As they approached the stairwell, a boy wheeled past. Natasha tried not to flinch. The girl did not look up. 'That your granddad's new bird, is it, Sarah?' He pulled his hood over his head and wheeled away, laughing, his face shadowed under the guttering street-light.
'Sarah?'
The lifts were out of order so they walked up three flights. The stairwell was depressingly familiar: graffiti-ridden, urine-scented, strewn with abandoned takeaway boxes still emanating the odours of stale fat or fish. Along one corridor music thumped through open windows, and below, a car alarm had gone off. It took Natasha a second to register that it wasn't hers.
'I'm just here,' Sarah said, pointing. 'Thanks for the lift.'
Afterwards, Natasha wasn't sure why she didn't just leave. Perhaps it was the fake name. Perhaps the girl was just a little too keen to get rid of her. But she kept going, following the girl, who hurried in front. And then they reached the door and she stopped. It was the stunned quality of her stance that made Natasha realise the door was not open to welcome her home. It had been crow-barred. The splintered wood by the lock pointed into a flat in which all the lights blazed.
They stood motionless for a moment. Then Natasha stepped forward and pushed the door wide. 'Hello?' she said. She didn't know what she
thought the intruders would do - greet her back? She glanced at Sarah, whose hand had gone to her mouth.
Whoever had been in had long gone.

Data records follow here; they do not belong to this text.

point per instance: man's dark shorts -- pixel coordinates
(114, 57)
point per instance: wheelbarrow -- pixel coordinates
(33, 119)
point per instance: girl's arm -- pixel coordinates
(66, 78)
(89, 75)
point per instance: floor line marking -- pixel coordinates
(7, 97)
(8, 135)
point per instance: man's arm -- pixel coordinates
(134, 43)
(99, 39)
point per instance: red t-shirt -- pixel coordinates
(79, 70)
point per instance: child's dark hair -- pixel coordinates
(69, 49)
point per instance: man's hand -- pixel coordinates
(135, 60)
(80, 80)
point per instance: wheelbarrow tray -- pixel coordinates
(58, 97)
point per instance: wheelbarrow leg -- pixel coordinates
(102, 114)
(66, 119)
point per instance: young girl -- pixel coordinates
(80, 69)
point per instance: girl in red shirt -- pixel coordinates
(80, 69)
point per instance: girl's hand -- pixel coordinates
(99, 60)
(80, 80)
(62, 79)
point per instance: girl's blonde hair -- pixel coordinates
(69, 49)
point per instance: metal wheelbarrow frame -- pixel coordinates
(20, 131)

The door opened directly on to a small hallway through which you could see the living room, which was immaculate enough to throw any discrepancy into sharp relief. A gaping absence on a television stand. Kitchen-cupboard doors flung open. Drawers pulled from a little bureau, a frame smashed on the floor. It was this Sarah went to first: she picked it up and tenderly brushed broken glass from the picture. It was a black-and-white photograph of a couple in the 1960s. Suddenly Sarah seemed very young and small.
'I'll ring the police,' Natasha said, pulling her phone from her bag and switching it on. Mac, she saw guiltily, had tried to call.

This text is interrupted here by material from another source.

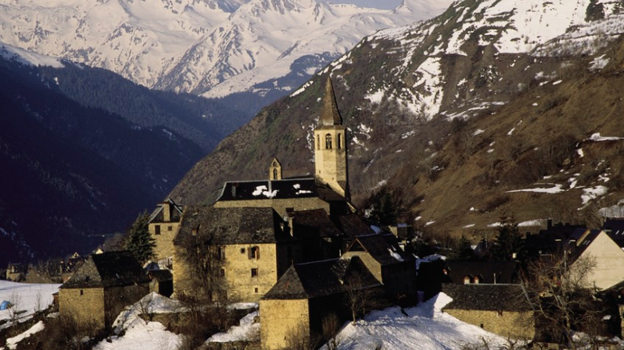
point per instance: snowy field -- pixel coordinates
(425, 327)
(27, 297)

'There's no point,' Sarah said wearily. 'They never care about anything that happens up here. Mrs O'Brien's flat was done last week and the police said it wasn't even worth them coming up.' She was picking her way around the flat now, disappearing into rooms and coming back.
Natasha went into the hallway and secured the front door with the chain. Below, she could still hear the youths, and tried not to worry about the car. 'What's missing?' she said, following the girl. This was not the chaotic home she had perhaps expected. This was a home with a few decent things, a home in which order mattered.
'The telly,' Sarah said, her bottom lip trembling. 'My DVD. The money for our holiday.' She appeared suddenly to remember something and bolted for one of the rooms. Natasha heard a door being opened, the sound of rummaging. Sarah emerged. 'They didn't get it,' she said, and for a moment there was a tiny smile. 'My papa's pension book.'
'Where are your parents, Sarah?'
'My mum doesn't live here. It's just me and my papa - my granddad,' she said awkwardly.
'Where is he?'
She hesitated. 'In hospital.'
'So who's looking after you?'
She said nothing.
'How long have you been on your own?'
'A couple of weeks.'
Natasha groaned inwardly. There was so much going on in her life, so many things she had to juggle, and she had brought this on herself. She should have walked out of the supermarket with the pint of milk she hadn't even needed. She should have stayed at home and fought with her ex-husband.